UNTITLED

Corría el año de 1956. Lima no era la de ahora, aquella era la época del bolero y la fina galantería.

El espíritu inquieto de un muchacho menudo y delgado, hacía del trabajo duro un juego de niños. Él estaba en el ejército por el servicio militar obligatorio y se encargaba de cuidar a los caballos.

En el brazo derecho lleva tatuado el escudo de su división, el cual luce con orgullo. Recuerda que tuvo que incinerar su verde uniforme cuando la amenaza del terrorismo llegó a Concepción, el lugar donde nació.

Probablemente no haya estado en el campo de batalla, sin embargo tuvo que aprender a manejar un arma de fuego y a afinar la puntería para sobrevivir y hacer frente al enemigo, cuando fuese necesario.

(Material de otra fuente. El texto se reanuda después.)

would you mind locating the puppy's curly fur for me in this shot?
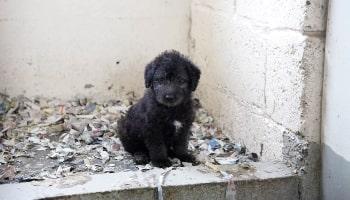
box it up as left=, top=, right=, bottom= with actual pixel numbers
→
left=118, top=50, right=201, bottom=168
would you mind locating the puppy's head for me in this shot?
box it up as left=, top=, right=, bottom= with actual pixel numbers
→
left=145, top=50, right=201, bottom=107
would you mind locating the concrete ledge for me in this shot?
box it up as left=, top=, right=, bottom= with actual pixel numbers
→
left=0, top=161, right=299, bottom=200
left=235, top=177, right=299, bottom=200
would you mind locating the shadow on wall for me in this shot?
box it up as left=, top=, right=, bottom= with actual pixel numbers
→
left=322, top=145, right=350, bottom=200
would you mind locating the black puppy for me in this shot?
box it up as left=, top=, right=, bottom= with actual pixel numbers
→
left=118, top=50, right=201, bottom=168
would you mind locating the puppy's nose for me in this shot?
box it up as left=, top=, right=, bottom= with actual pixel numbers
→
left=164, top=94, right=175, bottom=102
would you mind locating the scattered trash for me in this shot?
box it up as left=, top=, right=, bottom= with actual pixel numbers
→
left=0, top=155, right=6, bottom=164
left=249, top=152, right=259, bottom=162
left=91, top=165, right=103, bottom=172
left=47, top=124, right=65, bottom=134
left=79, top=131, right=94, bottom=144
left=0, top=94, right=258, bottom=184
left=0, top=165, right=16, bottom=181
left=56, top=165, right=72, bottom=177
left=97, top=149, right=110, bottom=164
left=208, top=138, right=221, bottom=151
left=84, top=102, right=96, bottom=114
left=103, top=165, right=115, bottom=173
left=46, top=115, right=64, bottom=125
left=223, top=143, right=235, bottom=152
left=233, top=143, right=246, bottom=154
left=0, top=94, right=11, bottom=115
left=214, top=157, right=239, bottom=165
left=137, top=164, right=153, bottom=172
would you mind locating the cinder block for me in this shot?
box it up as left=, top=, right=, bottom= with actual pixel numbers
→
left=197, top=84, right=284, bottom=161
left=236, top=0, right=306, bottom=30
left=236, top=0, right=327, bottom=32
left=191, top=6, right=266, bottom=108
left=264, top=31, right=306, bottom=133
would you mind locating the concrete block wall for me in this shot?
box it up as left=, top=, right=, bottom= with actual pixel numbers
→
left=190, top=0, right=327, bottom=199
left=0, top=0, right=191, bottom=100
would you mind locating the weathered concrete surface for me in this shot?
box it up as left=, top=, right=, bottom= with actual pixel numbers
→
left=0, top=0, right=190, bottom=100
left=0, top=169, right=161, bottom=200
left=0, top=162, right=299, bottom=200
left=235, top=178, right=299, bottom=200
left=190, top=1, right=327, bottom=199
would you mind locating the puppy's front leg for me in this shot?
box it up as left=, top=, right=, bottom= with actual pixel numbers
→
left=145, top=137, right=172, bottom=168
left=173, top=131, right=199, bottom=165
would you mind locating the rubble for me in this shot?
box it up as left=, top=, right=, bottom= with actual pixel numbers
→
left=0, top=94, right=259, bottom=184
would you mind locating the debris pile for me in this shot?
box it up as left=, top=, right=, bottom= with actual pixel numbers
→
left=0, top=93, right=258, bottom=184
left=190, top=108, right=258, bottom=167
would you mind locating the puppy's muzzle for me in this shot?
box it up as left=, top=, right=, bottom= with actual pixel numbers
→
left=162, top=93, right=182, bottom=107
left=164, top=94, right=176, bottom=102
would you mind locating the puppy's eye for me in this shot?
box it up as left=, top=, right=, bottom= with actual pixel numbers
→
left=154, top=78, right=165, bottom=83
left=176, top=78, right=187, bottom=84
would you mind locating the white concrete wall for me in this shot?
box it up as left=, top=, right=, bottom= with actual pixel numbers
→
left=322, top=0, right=350, bottom=199
left=190, top=0, right=327, bottom=199
left=0, top=0, right=190, bottom=100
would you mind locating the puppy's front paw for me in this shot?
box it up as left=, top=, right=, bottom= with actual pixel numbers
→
left=191, top=159, right=200, bottom=166
left=152, top=159, right=172, bottom=168
left=177, top=153, right=200, bottom=165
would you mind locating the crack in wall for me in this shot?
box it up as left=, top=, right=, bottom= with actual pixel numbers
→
left=237, top=14, right=326, bottom=37
left=263, top=49, right=268, bottom=109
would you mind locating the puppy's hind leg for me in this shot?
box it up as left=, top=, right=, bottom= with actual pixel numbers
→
left=133, top=152, right=150, bottom=165
left=119, top=134, right=150, bottom=164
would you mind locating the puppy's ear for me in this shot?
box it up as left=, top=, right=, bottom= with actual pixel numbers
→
left=144, top=62, right=156, bottom=88
left=186, top=62, right=201, bottom=91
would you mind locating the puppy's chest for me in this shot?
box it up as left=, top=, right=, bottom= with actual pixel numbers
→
left=163, top=120, right=183, bottom=136
left=172, top=120, right=183, bottom=133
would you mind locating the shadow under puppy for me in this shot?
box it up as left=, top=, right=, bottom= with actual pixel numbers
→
left=118, top=50, right=201, bottom=168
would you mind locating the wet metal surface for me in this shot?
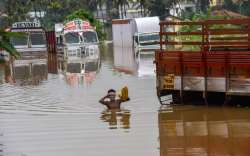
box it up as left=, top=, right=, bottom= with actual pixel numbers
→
left=0, top=45, right=250, bottom=156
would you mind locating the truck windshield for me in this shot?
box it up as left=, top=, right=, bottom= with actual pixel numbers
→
left=30, top=33, right=46, bottom=45
left=11, top=35, right=28, bottom=46
left=65, top=32, right=80, bottom=44
left=134, top=34, right=159, bottom=44
left=82, top=31, right=98, bottom=43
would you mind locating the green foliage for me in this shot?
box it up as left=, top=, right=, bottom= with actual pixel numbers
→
left=175, top=11, right=240, bottom=51
left=239, top=0, right=250, bottom=16
left=223, top=0, right=250, bottom=16
left=1, top=0, right=33, bottom=27
left=64, top=9, right=107, bottom=40
left=0, top=30, right=23, bottom=63
left=223, top=0, right=239, bottom=12
left=39, top=0, right=91, bottom=30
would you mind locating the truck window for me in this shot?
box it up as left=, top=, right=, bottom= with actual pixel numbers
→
left=11, top=34, right=28, bottom=46
left=65, top=32, right=80, bottom=44
left=30, top=33, right=46, bottom=45
left=82, top=31, right=98, bottom=43
left=139, top=34, right=159, bottom=42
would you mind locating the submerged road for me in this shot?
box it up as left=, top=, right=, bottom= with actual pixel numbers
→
left=0, top=45, right=250, bottom=156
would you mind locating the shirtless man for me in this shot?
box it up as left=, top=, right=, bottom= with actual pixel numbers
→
left=99, top=89, right=130, bottom=109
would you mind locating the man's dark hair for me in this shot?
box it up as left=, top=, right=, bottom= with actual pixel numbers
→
left=108, top=89, right=116, bottom=93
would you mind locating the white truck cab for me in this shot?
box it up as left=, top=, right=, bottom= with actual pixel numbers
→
left=55, top=19, right=99, bottom=75
left=10, top=21, right=47, bottom=66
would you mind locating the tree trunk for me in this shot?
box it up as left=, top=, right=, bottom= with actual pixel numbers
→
left=124, top=4, right=126, bottom=18
left=141, top=2, right=143, bottom=16
left=121, top=4, right=123, bottom=18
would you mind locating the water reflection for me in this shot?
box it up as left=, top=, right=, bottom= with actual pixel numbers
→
left=100, top=109, right=131, bottom=129
left=114, top=46, right=138, bottom=74
left=0, top=66, right=4, bottom=84
left=0, top=44, right=159, bottom=156
left=158, top=106, right=250, bottom=156
left=13, top=64, right=48, bottom=86
left=0, top=132, right=3, bottom=156
left=0, top=62, right=48, bottom=86
left=63, top=60, right=100, bottom=86
left=113, top=46, right=155, bottom=77
left=59, top=46, right=101, bottom=86
left=0, top=144, right=2, bottom=156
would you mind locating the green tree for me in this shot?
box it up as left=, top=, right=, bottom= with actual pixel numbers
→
left=39, top=0, right=91, bottom=29
left=222, top=0, right=250, bottom=16
left=223, top=0, right=239, bottom=12
left=176, top=11, right=239, bottom=51
left=65, top=9, right=107, bottom=40
left=148, top=0, right=178, bottom=18
left=88, top=0, right=106, bottom=23
left=0, top=30, right=21, bottom=63
left=133, top=0, right=151, bottom=16
left=1, top=0, right=32, bottom=26
left=198, top=0, right=210, bottom=13
left=112, top=0, right=131, bottom=18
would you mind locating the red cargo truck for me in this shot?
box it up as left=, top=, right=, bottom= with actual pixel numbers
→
left=155, top=19, right=250, bottom=104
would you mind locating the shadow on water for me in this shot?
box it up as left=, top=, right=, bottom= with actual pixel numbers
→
left=0, top=133, right=3, bottom=156
left=158, top=105, right=250, bottom=156
left=100, top=109, right=131, bottom=130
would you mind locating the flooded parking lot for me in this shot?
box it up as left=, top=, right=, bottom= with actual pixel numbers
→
left=0, top=45, right=250, bottom=156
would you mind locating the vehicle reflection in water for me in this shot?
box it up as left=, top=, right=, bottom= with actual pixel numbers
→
left=0, top=143, right=2, bottom=156
left=0, top=72, right=3, bottom=84
left=0, top=61, right=48, bottom=86
left=137, top=52, right=155, bottom=77
left=12, top=63, right=48, bottom=86
left=114, top=46, right=138, bottom=74
left=113, top=46, right=155, bottom=77
left=62, top=45, right=101, bottom=86
left=100, top=109, right=131, bottom=130
left=158, top=106, right=250, bottom=156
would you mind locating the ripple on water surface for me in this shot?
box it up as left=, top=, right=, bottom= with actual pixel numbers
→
left=3, top=47, right=250, bottom=156
left=0, top=51, right=160, bottom=156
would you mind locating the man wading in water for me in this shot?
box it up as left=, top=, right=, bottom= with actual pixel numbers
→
left=99, top=89, right=130, bottom=109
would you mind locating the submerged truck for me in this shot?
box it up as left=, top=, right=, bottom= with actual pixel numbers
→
left=55, top=19, right=99, bottom=74
left=112, top=17, right=160, bottom=53
left=155, top=19, right=250, bottom=105
left=10, top=21, right=47, bottom=65
left=9, top=21, right=48, bottom=82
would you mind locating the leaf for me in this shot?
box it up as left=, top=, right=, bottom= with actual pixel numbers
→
left=0, top=41, right=20, bottom=58
left=0, top=31, right=26, bottom=38
left=0, top=57, right=5, bottom=64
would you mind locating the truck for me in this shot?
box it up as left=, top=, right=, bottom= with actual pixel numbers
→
left=55, top=19, right=99, bottom=75
left=9, top=21, right=48, bottom=82
left=155, top=19, right=250, bottom=105
left=10, top=21, right=47, bottom=66
left=112, top=17, right=160, bottom=54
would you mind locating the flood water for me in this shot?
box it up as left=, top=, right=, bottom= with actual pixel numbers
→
left=0, top=45, right=250, bottom=156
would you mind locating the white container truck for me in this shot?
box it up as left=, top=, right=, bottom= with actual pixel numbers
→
left=112, top=17, right=160, bottom=52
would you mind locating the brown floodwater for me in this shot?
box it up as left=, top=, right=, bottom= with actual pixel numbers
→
left=159, top=105, right=250, bottom=156
left=0, top=45, right=250, bottom=156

Cuando miro las fotografías en blanco y negro, él parece un niño parado erguidamente vistiendo el uniforme y saludando para la cámara.

Solía pasear por el jirón de la Unión, miraba las vitrinas de las tiendas y me gustaba bailar en los bares con las muchachas en mis días de franco, recuerda.

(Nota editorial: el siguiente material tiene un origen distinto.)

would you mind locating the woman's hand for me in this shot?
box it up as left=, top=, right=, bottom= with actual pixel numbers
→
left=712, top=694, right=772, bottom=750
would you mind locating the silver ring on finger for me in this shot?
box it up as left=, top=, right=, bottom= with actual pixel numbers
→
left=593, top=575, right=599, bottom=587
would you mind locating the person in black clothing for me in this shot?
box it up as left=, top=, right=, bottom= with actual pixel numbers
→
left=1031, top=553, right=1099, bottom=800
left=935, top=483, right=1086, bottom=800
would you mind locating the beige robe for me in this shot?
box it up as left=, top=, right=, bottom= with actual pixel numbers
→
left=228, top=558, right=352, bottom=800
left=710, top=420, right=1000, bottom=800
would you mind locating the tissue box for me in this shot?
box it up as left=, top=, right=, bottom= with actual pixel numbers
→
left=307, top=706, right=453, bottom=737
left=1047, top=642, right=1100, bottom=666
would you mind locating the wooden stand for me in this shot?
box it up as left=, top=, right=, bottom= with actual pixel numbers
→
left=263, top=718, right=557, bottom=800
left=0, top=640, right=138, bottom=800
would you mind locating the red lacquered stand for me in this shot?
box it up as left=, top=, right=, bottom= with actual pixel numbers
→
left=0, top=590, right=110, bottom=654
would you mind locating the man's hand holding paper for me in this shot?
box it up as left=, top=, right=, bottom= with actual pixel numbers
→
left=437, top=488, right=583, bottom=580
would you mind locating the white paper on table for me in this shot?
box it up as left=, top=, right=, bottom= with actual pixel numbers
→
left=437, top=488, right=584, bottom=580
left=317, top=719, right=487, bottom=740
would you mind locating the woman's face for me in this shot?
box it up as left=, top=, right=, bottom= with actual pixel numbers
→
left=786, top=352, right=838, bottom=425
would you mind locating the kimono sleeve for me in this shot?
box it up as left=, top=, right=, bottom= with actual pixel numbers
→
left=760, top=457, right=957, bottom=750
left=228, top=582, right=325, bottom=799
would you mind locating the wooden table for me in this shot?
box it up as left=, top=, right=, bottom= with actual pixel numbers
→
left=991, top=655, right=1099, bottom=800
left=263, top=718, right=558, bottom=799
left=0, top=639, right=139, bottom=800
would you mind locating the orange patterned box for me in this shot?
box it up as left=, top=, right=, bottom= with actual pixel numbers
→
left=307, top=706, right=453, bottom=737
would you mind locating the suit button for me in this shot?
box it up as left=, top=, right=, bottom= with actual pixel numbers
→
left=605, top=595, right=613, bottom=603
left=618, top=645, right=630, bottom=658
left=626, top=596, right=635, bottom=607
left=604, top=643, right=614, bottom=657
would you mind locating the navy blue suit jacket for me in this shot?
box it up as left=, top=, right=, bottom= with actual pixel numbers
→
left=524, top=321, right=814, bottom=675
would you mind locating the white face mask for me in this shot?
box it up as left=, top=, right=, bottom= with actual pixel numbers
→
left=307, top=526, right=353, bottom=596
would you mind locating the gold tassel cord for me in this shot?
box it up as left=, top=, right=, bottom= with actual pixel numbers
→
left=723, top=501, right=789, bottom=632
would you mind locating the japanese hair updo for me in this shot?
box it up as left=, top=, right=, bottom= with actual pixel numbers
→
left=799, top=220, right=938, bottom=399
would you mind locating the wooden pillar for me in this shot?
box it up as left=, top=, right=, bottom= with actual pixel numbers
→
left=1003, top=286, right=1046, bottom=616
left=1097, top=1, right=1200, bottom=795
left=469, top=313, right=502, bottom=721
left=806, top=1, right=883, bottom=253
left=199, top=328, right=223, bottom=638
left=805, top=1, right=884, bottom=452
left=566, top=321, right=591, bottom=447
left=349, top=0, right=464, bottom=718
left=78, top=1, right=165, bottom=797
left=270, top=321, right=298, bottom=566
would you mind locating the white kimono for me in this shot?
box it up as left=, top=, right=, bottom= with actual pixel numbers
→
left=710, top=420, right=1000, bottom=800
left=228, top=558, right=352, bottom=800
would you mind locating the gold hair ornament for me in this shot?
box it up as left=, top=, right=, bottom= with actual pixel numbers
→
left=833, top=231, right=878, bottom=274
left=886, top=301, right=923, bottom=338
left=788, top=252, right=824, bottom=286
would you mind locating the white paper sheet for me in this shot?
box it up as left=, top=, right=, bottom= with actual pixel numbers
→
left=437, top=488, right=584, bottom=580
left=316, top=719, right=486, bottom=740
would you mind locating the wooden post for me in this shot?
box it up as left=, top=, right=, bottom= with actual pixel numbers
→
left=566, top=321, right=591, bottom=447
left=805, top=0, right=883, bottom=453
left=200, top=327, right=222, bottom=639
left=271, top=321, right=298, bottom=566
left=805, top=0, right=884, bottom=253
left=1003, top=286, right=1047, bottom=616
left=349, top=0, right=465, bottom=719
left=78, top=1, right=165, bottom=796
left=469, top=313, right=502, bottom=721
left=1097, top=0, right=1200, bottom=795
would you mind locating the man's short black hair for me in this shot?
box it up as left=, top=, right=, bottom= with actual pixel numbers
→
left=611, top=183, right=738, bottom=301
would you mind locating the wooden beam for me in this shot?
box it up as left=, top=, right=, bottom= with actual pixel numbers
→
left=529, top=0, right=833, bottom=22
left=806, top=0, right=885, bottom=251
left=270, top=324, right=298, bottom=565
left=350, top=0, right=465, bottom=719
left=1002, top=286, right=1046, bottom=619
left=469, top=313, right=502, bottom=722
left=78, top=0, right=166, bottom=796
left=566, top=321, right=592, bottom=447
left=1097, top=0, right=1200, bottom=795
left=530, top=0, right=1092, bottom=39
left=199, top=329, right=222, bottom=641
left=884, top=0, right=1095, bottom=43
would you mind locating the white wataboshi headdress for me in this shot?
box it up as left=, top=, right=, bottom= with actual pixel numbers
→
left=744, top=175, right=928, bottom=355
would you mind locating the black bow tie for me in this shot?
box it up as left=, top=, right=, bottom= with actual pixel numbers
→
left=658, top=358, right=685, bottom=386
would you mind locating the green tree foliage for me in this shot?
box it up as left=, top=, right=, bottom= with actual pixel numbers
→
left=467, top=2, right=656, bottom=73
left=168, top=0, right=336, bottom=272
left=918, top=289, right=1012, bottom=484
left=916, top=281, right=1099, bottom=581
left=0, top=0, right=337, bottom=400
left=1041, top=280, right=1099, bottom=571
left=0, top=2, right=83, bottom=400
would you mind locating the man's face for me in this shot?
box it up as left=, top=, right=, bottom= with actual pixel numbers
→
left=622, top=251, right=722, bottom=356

Ya en el cuartel; se despertaba al alba, arreglaba su camarote y se preparaba para desempeñar sus labores. Todos los cabos comían sus alimentos en el comedor, las conversaciones estaban plagadas de bromas, recuerdos de la familia, de la tierra que espera su regreso y la melancolía por ese amor, del cual solo se guarda el retrato.

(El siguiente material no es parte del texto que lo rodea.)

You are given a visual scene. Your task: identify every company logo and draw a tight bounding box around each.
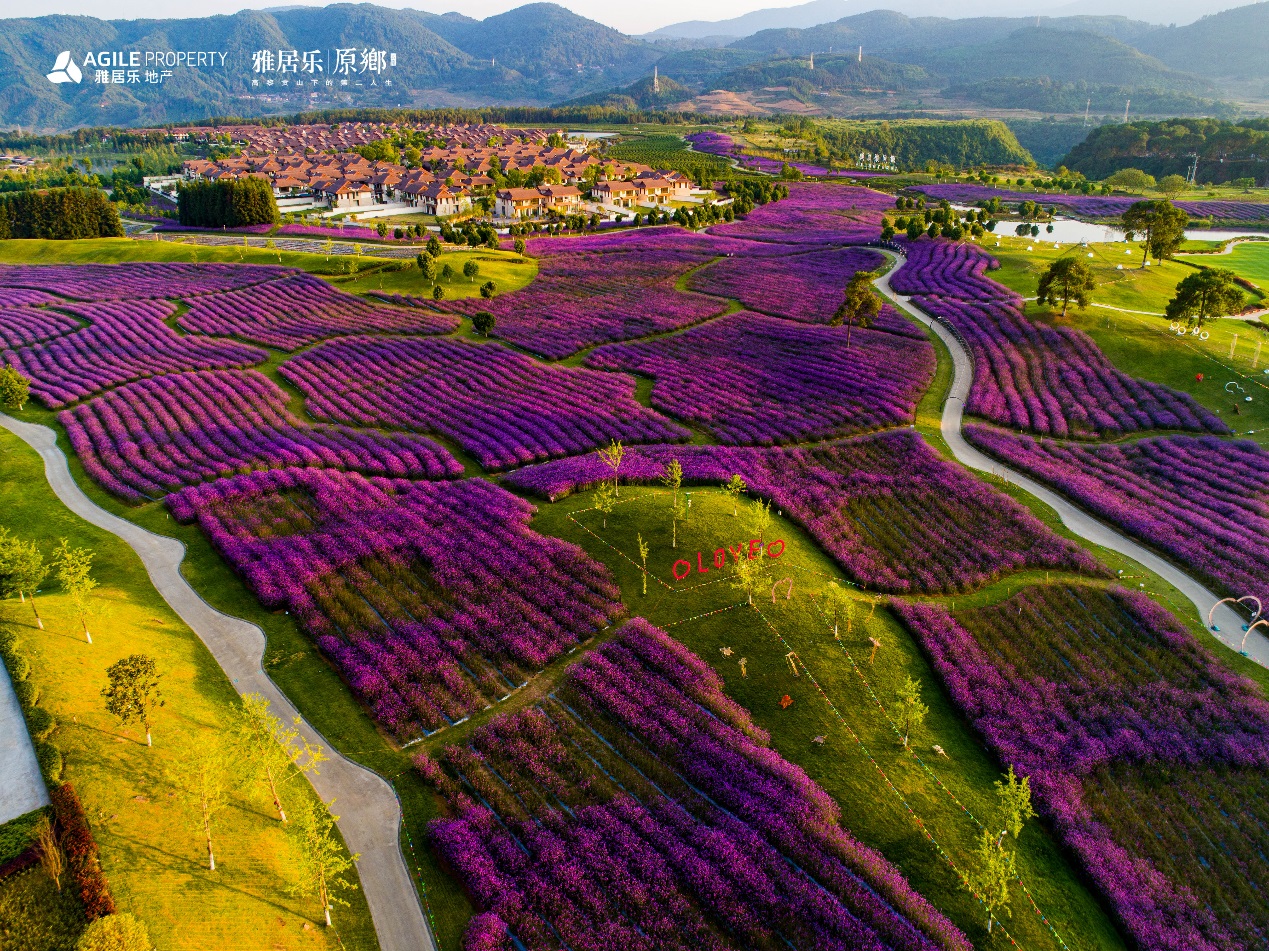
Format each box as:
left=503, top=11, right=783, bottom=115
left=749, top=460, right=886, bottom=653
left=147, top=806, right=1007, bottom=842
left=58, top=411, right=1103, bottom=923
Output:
left=47, top=51, right=83, bottom=84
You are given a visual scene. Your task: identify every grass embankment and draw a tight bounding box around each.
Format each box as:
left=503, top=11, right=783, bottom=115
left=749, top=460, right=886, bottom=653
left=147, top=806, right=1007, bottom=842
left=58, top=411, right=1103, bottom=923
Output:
left=986, top=236, right=1269, bottom=447
left=0, top=239, right=538, bottom=302
left=0, top=428, right=378, bottom=951
left=522, top=485, right=1126, bottom=951
left=0, top=864, right=86, bottom=951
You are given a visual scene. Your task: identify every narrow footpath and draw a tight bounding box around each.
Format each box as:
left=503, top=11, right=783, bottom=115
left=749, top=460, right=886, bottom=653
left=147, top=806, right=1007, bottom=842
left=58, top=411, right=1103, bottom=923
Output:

Estar al servicio de la nación lo hincha de patriotismo a uno, sin embargo te aleja de la familia y te cambia el carácter, confiesa.

Pero con los nietos, especialmente conmigo, tuvo mucha paciencia; fue capaz de soportar berrinches y travesuras de infantes; a veces tiernos, a veces insolentes.

Cada vez que uno de nosotros llega a visitarlo, nos repite que estamos creciendo rápidamente y él cada vez se hace más viejo, un viejito bandido y con mucha energía. Sí ese viejito, al que llamamos cariñosamente "cachaquito", es mi abuelo.